The two sign installers stand back to assess their work before finishing the job.

But something is not right.

A couple of the large adhesive letters they have applied to the storefront window are crooked, and one of the men sees this and tells his colleague.

His colleague agrees.

The sign is definitely looking a little skew. But, he reasons, if the store owners don’t care about fonts, they are not going to notice this.

‘Let’s just leave, they won’t notice it,’ he says.

And they leave it.

But something else is not right, something that skips his attention, as he turns to get the rest of the equipment from their van.

His colleague’s smile slips, his shoulders slump.

Even though he agrees that the store owner might not notice that the sign is not perfect.

He knows. And that knowing sucks all the joy out of the work.

You get off a stage after giving a talk that you have practiced and rehearsed several times, but you forgot to say something.

So you tell yourself, the audience won’t know, so it’s okay, except it’s not okay, you know you should have said that important thing, and that knowing sucks joy out of your talk.

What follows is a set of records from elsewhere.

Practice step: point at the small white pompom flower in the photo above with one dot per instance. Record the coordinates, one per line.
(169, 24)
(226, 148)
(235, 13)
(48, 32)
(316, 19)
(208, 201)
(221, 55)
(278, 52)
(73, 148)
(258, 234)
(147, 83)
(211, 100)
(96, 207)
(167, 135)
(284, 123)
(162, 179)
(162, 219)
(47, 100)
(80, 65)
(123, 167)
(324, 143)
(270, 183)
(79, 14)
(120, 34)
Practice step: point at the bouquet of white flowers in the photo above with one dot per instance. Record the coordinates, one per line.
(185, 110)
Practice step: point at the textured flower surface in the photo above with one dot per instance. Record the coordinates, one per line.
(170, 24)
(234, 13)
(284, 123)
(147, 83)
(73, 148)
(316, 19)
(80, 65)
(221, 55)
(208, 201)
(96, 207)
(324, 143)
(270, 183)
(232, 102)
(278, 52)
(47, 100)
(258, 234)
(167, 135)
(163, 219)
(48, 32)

You do something, something you know you shouldn’t do, something in secret, something that no one will ever know, but you know, you know what you did is wrong, and that knowing should suck your joy out of your conscious.

No one will know, and probably that’s true, no one will ever know, but you know, and if you have conscious, that knowing should make you reconsider.

We are not only showing up for our customers, our audience, or people around us.

We are showing up to ourselves, to do work we are proud of, even when no one is watching.